Tuesday, August 5, 2008

Revived architecture in Pentium M (Banias and Dothan)

Upon release of the Pentium 4's mobile variant, it was quickly realized that the new NetBurst core was not ideal for mobile computing. The Netburst-based processors were simply not as efficient per clock or per watt compared to their P6 predecessors. Pentium 4-Mobile ran much hotter than the Pentium III-M and didn't offer significant performance advantages. Its inefficiency affected not only the cooling system complexity, but also the all-important battery life.

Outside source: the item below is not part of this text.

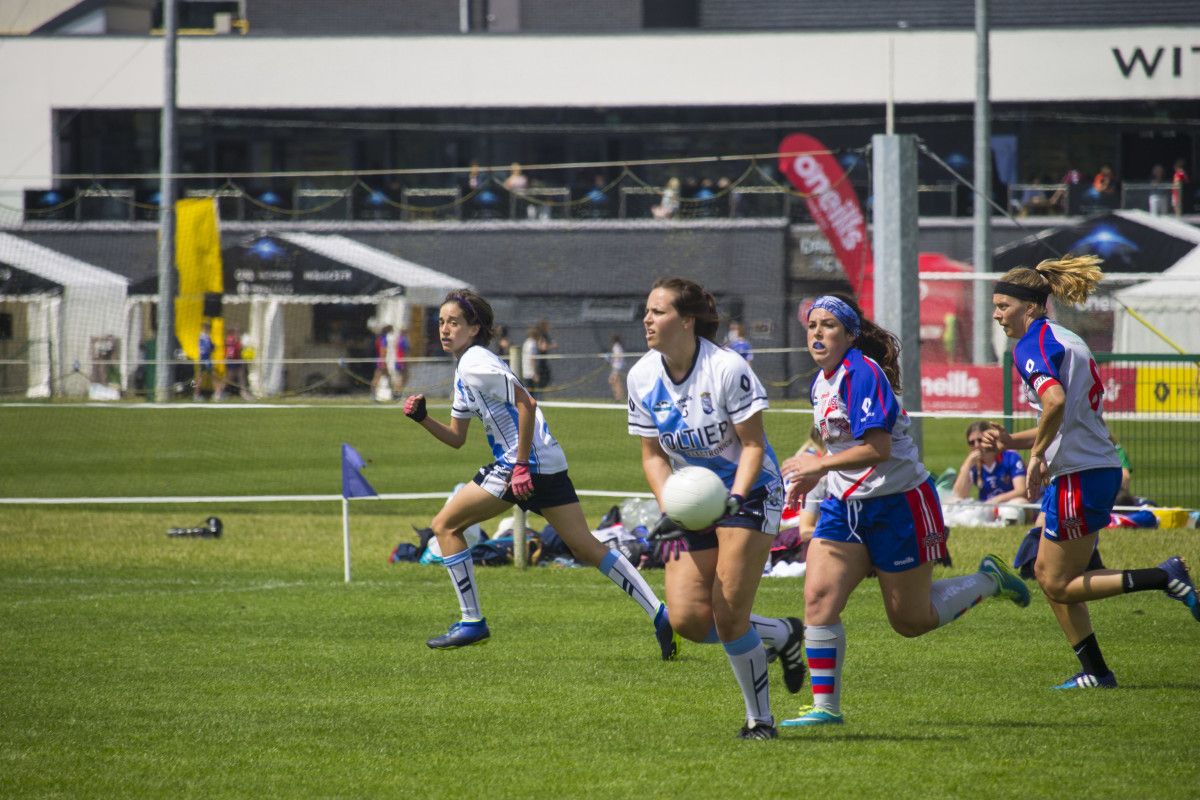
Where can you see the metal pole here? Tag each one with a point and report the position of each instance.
(897, 287)
(981, 317)
(520, 549)
(166, 334)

Intel, realizing that their new architecture wasn't the best choice for the mobile space, went back to the drawing boards for a design that would be optimally suited for this market segment. The result was a hybrid, modernized P6 design called the Pentium M:

Design Overview[1]

* Socket 479. Electrically similar to Socket 478, but not compatible.
* Faster front side bus. With the initial Banias core, Intel adopted the 400 MT/s Netburst bus. The Dothan core moved to the 533 MT/s bus, following Pentium 4's evolution.
* Larger L2 cache. Initially 1 MiB, then 2 MiB in Dothan. Dynamic cache activation by quadrant selector from sleep states.
* SSE2 support.
* Pipelining lengthening by 3-4 stages for improved clock scaling.
* Dedicated register stack management.
* Addition of global history to branch prediction table.
* Micro-ops Fusion of certain sub-instructions mediated by decoding units. x86 commands can be combined into fewer RISC micro operations.
* Enhanced SpeedStep III (EIST). The processor can clock down to a fraction of its maximum speed and voltage when idle, bringing power usage down to only a few Watts.

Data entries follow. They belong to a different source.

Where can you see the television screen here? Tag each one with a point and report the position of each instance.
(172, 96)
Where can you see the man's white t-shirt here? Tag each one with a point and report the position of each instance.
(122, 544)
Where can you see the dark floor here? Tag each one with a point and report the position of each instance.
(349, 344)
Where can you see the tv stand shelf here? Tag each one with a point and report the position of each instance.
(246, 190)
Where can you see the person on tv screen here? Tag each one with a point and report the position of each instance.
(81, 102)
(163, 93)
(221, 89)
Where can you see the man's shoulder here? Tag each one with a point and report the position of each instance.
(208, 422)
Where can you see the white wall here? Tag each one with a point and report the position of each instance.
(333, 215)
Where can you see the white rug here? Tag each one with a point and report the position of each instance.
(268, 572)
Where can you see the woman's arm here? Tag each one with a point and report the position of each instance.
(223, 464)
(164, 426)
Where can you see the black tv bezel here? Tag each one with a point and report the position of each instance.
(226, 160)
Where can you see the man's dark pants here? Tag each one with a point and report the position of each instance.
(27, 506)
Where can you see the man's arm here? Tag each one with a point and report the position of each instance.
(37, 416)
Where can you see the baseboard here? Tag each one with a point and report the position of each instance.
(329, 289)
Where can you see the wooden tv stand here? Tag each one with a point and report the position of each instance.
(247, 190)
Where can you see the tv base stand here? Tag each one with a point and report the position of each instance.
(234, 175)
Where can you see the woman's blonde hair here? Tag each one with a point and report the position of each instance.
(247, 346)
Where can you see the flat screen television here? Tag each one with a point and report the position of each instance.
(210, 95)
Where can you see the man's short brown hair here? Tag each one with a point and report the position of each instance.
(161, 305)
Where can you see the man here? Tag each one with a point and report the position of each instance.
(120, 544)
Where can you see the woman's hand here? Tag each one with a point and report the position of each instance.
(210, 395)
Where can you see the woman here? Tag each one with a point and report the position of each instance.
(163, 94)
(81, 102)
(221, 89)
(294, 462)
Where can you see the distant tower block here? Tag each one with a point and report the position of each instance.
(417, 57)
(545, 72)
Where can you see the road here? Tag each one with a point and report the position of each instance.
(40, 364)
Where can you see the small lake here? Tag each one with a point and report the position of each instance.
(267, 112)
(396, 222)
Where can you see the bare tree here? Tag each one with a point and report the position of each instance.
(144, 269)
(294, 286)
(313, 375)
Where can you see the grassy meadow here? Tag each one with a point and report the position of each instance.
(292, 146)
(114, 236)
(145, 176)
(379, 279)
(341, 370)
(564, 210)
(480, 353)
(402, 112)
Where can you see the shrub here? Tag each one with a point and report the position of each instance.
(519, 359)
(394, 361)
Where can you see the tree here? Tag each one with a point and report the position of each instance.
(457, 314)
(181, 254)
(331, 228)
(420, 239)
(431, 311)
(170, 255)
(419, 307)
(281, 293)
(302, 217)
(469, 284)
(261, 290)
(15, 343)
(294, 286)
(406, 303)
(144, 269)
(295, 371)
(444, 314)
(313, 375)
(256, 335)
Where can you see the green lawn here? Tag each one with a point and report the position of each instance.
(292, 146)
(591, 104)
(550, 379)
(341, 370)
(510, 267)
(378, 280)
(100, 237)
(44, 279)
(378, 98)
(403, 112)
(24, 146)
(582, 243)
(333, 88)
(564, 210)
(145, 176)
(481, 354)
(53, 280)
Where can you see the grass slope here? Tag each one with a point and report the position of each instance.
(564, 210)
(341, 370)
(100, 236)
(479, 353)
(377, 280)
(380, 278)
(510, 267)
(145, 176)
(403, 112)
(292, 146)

The Pentium M was the most power efficient processor for notebooks for several years, consuming under 30 Watts at maximum load and a mere 4-5 Watts while idle. The processing efficiency gains brought about by its modernization allowed it to rival the Netburst processors clocked nearly one gigahertz higher and equipped with much more memory and bus bandwidth.[1]

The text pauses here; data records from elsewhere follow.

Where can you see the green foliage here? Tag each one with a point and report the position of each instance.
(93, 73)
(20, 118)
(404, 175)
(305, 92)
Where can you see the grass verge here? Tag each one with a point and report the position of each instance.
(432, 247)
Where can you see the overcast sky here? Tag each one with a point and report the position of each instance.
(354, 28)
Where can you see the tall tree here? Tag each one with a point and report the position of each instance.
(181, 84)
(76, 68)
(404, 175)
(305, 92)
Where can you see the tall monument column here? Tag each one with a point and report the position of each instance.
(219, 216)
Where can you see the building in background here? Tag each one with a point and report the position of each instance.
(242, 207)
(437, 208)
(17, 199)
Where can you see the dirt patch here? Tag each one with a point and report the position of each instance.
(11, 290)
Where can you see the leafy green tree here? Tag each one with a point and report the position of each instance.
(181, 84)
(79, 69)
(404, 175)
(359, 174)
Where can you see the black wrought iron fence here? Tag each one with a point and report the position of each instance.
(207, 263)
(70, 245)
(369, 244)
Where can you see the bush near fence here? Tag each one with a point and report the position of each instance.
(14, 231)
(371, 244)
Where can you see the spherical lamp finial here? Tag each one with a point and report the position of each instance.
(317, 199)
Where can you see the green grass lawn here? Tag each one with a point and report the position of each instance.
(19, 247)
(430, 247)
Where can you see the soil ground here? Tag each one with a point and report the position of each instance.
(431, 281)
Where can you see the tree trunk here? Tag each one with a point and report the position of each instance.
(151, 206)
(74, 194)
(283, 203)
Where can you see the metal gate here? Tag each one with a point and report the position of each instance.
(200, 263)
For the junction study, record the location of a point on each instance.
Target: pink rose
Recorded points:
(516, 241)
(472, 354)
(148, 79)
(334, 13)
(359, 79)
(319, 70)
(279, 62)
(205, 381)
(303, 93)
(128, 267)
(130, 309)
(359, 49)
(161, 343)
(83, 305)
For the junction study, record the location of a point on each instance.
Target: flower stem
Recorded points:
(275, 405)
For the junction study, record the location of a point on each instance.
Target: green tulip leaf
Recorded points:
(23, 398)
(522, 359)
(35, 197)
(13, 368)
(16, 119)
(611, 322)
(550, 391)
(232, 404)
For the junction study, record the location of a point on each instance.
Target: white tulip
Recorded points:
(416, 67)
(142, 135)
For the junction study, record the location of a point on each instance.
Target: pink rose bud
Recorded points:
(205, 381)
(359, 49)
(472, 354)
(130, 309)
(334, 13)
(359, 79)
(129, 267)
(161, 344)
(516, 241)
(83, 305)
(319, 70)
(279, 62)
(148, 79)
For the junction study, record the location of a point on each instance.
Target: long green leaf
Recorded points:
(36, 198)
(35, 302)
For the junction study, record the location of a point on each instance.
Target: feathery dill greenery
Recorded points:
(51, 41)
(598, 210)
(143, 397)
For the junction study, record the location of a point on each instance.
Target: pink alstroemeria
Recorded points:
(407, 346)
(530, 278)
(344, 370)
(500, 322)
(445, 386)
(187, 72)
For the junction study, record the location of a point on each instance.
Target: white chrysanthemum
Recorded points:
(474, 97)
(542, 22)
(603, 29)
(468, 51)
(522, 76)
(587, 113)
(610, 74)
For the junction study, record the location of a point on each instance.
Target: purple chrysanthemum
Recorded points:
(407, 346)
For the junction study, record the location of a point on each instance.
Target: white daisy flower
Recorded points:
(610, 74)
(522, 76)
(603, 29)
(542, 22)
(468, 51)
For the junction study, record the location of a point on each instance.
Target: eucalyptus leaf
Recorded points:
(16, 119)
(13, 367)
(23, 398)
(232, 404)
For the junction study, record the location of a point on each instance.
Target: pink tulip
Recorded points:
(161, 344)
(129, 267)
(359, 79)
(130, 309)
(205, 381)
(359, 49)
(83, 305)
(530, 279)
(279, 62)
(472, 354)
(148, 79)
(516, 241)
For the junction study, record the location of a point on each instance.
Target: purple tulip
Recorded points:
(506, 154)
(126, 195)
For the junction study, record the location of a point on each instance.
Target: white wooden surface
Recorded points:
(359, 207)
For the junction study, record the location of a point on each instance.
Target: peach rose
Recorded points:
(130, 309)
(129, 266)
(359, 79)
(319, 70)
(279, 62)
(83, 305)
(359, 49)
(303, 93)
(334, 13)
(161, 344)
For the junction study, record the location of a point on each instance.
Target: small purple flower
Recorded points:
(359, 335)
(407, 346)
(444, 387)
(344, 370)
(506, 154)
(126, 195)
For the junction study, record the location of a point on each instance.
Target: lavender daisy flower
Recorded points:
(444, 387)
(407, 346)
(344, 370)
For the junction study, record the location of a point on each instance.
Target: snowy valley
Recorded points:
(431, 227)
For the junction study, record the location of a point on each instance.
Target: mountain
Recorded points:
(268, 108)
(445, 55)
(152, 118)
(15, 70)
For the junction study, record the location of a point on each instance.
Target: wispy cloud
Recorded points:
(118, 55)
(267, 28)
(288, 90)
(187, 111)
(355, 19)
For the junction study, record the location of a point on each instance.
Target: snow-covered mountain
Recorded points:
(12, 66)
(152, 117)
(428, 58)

Pentium M's primary shortcoming was in the floating point realm. The P6 core had formidable floating point performance throughout much of its lifetime, but the newer AMD Athlon and Athlon 64 cores, along with the powerful floating point SIMD capabilities of NetBurst processors, outclassed it. Although Intel implemented SSE2 in Pentium M, the implementation was not equal to that within the Athlon 64 or Pentium 4. So, on tasks where Pentium M was relying heavily on its floating point unit instead of its cache and integer performance, it would present disappointing performance.